To the extent that the parents’ claims are for "expenses of curing or attempting to cure" Melissa from her injuries, then, the court has no discretion to order *391separate trials over the objection of either party.5 To the extent that the parents’ claims are not for matters covered under Section 8.01-36, the court would appear to have discretion to order separate trials of such claims. See Va. Code Section 8.01-281(B). At this point, however, the court has been presented no facts to indicate that separate trials are preferable in this action. While defendant cites a workers’ compensation case to argue that the parents’ claims involve complex issues which would confuse the jury in considering Melissa’s claim for personal injury and the parents’ claim for pecuniary losses, that case is irrelevant to the issues involved here. Without some factual basis to show that all of the claims raised in the motion for judgment cannot be tried in an efficient and orderly fashion in one proceeding, the court has nothing on which to base the exercise of its discretion to sever. Accordingly, defendant’s motion to sever is, at this stage of the proceedings, denied. Of course, the court makes no ruling on whether the non-pecuniary claims of the parents are cognizable. See n. 1 supra.
4. Conclusion
For the foregoing reasons, defendant’s demurrer to plaintiff’s claim of loss of chance as a separate cause of action is sustained; the demurrer to the apparent or ostensible agency claim is overruled; and the motion to sever is denied, without prejudice to renew such motion at a later time if pre-trial discovery or other events warrant.
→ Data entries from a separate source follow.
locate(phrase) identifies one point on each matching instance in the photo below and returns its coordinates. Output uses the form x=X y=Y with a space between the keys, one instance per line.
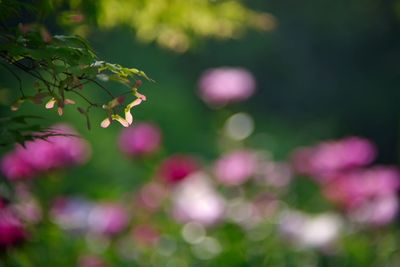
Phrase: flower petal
x=105 y=123
x=121 y=120
x=128 y=116
x=69 y=101
x=50 y=104
x=60 y=111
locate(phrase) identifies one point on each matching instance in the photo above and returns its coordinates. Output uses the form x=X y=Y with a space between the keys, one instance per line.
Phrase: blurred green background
x=329 y=69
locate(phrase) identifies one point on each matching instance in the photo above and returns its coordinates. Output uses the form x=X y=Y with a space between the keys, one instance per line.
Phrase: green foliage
x=175 y=25
x=61 y=66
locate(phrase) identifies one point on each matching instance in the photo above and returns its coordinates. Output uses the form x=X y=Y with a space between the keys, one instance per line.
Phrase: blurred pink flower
x=220 y=86
x=353 y=187
x=378 y=211
x=15 y=167
x=64 y=148
x=319 y=231
x=91 y=261
x=146 y=235
x=195 y=199
x=140 y=140
x=236 y=167
x=108 y=218
x=328 y=157
x=71 y=214
x=26 y=206
x=367 y=195
x=152 y=196
x=176 y=168
x=12 y=231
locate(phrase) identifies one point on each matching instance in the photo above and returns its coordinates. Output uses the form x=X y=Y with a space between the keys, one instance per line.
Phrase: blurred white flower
x=312 y=231
x=195 y=199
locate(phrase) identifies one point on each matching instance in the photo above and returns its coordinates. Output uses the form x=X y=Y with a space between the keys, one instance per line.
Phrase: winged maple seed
x=60 y=104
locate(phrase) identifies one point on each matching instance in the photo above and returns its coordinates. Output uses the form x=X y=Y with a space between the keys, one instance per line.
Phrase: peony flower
x=72 y=214
x=329 y=157
x=313 y=231
x=15 y=167
x=235 y=168
x=368 y=196
x=140 y=140
x=62 y=148
x=177 y=168
x=195 y=199
x=221 y=86
x=146 y=235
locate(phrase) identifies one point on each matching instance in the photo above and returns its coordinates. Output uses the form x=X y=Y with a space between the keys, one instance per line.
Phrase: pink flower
x=225 y=85
x=61 y=149
x=177 y=168
x=369 y=196
x=140 y=140
x=329 y=157
x=236 y=168
x=12 y=231
x=72 y=214
x=15 y=167
x=378 y=211
x=352 y=188
x=152 y=196
x=146 y=235
x=108 y=219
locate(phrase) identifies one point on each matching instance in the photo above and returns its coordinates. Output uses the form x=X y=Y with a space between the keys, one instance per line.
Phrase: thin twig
x=16 y=77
Actually, defendant’s written demurrer also sought dismissal of Melissa’s parents’ claims for gratuitous nursing care, loss of wages and earning capacity, and loss of Melissa's services. In its rebuttal memorandum in support of its demurrer and motion to sever, however, defendant states that it "does not contend . . . that Mr. and Mrs. Irby are not entitled to compensation for the various losses they allege to have Buffered." The court treats this statement as an abandonment of defendant's demurrer to the parents’ claims and accordingly overrules the demurrer in that regard.
Hicks v. United States, supra; Thomas v. Corso, 265 Md. 84, 288 A.2d 379 (1972); and Hetrick v. Weimer, 67 Md. App. 522, 508 A.2d 522 (1986).
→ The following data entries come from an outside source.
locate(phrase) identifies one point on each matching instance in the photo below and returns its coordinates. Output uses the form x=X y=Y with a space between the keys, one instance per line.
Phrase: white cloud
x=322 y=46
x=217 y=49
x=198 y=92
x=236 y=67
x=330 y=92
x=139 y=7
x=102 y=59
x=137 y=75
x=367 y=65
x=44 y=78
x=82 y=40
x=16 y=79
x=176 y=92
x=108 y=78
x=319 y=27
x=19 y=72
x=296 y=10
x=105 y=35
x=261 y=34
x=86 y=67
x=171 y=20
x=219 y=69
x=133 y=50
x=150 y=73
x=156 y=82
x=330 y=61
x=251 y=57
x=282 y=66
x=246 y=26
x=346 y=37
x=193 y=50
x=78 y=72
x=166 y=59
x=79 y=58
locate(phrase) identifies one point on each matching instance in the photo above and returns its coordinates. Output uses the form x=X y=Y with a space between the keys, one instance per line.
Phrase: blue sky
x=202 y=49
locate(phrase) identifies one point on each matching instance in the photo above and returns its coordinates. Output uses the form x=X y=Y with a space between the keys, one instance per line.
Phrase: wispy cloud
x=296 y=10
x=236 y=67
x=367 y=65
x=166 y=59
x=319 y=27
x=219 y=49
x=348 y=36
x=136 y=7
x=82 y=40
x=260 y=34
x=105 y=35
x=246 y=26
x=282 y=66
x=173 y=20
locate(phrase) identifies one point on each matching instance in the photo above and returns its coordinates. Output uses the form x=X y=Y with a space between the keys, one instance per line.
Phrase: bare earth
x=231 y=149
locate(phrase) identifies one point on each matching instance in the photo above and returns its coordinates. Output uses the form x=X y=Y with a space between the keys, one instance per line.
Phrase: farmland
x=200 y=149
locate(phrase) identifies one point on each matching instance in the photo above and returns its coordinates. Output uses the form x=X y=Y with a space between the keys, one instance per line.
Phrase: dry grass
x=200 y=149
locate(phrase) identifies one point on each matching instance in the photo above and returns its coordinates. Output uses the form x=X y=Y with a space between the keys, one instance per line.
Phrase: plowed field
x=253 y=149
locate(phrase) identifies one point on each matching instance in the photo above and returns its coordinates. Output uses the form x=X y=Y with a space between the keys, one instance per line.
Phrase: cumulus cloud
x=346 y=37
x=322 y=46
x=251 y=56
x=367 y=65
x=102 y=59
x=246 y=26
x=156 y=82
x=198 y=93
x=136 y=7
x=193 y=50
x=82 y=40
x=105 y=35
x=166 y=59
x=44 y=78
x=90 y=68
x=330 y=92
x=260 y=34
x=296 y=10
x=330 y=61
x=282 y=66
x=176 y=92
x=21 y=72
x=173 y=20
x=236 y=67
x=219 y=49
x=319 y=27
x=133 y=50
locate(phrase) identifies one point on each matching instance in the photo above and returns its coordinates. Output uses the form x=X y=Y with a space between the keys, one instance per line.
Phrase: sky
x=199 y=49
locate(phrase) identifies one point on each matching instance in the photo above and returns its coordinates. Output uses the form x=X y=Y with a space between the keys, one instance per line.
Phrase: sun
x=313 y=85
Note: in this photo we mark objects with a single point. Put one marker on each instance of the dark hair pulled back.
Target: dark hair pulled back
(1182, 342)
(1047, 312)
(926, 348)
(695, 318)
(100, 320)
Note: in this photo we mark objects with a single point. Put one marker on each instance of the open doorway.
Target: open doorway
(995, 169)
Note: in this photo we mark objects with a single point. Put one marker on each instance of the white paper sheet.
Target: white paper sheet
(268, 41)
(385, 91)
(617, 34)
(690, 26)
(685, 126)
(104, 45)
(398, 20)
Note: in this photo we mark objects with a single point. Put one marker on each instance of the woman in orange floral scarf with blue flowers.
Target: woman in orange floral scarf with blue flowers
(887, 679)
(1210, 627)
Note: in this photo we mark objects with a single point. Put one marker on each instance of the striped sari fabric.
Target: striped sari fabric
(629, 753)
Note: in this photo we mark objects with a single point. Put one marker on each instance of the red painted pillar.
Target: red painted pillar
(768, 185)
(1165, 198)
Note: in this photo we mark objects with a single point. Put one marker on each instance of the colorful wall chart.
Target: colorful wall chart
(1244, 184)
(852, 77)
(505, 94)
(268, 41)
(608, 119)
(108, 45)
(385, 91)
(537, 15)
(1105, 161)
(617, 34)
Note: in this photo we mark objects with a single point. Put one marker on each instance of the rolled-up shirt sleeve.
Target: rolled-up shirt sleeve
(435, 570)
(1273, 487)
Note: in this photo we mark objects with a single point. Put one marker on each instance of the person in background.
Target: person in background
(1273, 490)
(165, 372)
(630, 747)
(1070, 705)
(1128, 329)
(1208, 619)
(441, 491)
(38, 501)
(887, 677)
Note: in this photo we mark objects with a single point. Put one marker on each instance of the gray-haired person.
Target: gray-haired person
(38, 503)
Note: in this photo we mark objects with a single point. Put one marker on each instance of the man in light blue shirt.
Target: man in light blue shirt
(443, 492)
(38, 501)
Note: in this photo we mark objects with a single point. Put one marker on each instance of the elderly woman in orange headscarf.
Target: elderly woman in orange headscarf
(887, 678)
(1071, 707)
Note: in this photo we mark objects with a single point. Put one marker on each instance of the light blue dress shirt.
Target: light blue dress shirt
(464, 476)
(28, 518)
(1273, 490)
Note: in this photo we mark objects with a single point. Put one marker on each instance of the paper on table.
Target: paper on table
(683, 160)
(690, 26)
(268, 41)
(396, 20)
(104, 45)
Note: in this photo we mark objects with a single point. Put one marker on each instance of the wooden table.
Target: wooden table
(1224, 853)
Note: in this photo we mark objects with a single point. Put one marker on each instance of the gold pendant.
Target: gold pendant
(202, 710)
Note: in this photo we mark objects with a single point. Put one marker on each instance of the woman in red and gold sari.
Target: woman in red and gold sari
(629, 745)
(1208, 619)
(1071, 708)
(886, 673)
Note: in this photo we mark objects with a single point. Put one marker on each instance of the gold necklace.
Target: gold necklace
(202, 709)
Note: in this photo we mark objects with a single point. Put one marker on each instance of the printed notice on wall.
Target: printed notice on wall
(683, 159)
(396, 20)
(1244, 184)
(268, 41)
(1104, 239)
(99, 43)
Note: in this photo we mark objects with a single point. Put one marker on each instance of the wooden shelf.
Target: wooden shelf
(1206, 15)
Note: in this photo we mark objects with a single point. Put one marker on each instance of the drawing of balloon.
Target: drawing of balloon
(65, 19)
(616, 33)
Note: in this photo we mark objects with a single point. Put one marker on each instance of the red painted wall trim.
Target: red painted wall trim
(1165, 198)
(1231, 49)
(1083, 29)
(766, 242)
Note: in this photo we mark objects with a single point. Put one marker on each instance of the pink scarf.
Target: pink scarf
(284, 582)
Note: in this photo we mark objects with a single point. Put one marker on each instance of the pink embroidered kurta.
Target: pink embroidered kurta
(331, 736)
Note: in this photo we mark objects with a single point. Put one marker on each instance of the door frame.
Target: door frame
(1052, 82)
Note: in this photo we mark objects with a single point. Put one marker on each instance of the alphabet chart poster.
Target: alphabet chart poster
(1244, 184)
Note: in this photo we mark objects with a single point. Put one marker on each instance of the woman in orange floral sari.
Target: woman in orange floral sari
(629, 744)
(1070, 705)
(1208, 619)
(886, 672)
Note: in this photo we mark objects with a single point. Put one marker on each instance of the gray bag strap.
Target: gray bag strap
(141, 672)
This holding doeB not preclude plaintiff from proffering the instructions cited in her brief. Since those instructions can only be considered after the presentation of evidence, the court renders no opinion at this time on their propriety.
The court resists the temptation to treat defendant’s statement as an admission or stipulation that Dr. Arkin is an actual agent, although I feel that defendant would now be hard-pressed to deny such statement at trial.
While the mandatory '’shall" is used only with regard to the filing of separate actions, it would be anomalous to hold that a court could sever a portion of a single action but could not keep separate actions separate.